Ese íntimo desconocido

Leonardo Curzio

Me resulta sorprendente que después de tantos libros, entrevistas y años en la escena pública, los periodistas le sigan preguntando a AMLO quién es, como ocurrió en una reciente entrevista con la influyente Bloomberg. Me resulta igualmente asombroso que lo sigan comparando con quien no es y con quien no ha sido. Obviamente se pueden encontrar paralelismos en la forma de actuar del tabasqueño con otros políticos, como ocurre con todos los liderazgos de la historia, pero la esencia del pensamiento obradorista y sus alcances como gobernante no son un misterio para nadie.

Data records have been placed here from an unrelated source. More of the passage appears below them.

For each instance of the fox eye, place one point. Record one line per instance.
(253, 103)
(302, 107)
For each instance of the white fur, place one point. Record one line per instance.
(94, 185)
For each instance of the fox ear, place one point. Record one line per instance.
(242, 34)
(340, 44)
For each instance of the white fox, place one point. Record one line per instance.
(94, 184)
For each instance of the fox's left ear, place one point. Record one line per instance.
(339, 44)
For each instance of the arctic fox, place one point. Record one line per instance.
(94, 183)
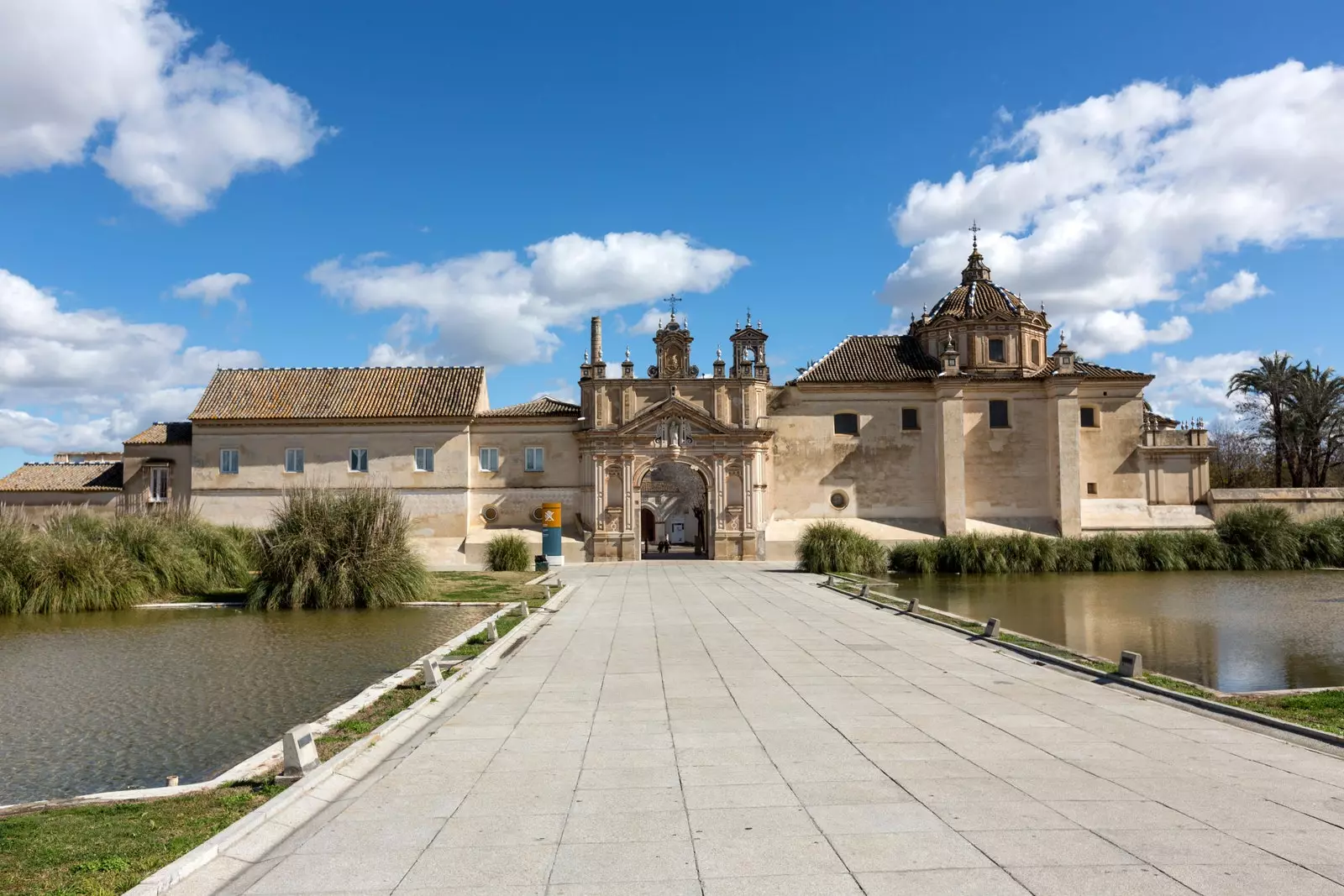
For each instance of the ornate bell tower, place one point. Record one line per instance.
(749, 352)
(674, 349)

Como jefe de Gobierno de la Ciudad de México, desplegó todos los días su innegable encanto y su infatigable ingenio. Demostró que es un hombre agradecido y considerado con quienes él definía como sus aliados. Era también capaz de aglutinar estructuras dispersas y proceder a grandes transformaciones, como el adecentamiento de la tesorería capitalina. Es un hombre poco proclive al diálogo con sus propias estructuras. Como mandatario capitalino, trató a la Asamblea como un quarterback a las porristas, es decir, mero acompañamiento y ahora, como líder de Morena, queda clara la consideración que tiene de la función legislativa al sortear en tómbola las curules. No hay forma de engañarse. No es Raúl Castro, ni un intransigente ideológico; es un pragmático que sin reparos puede bloquear a un órgano de transparencia o asignar directamente obras millonarias con la tranquilidad de que él no se roba un clavo.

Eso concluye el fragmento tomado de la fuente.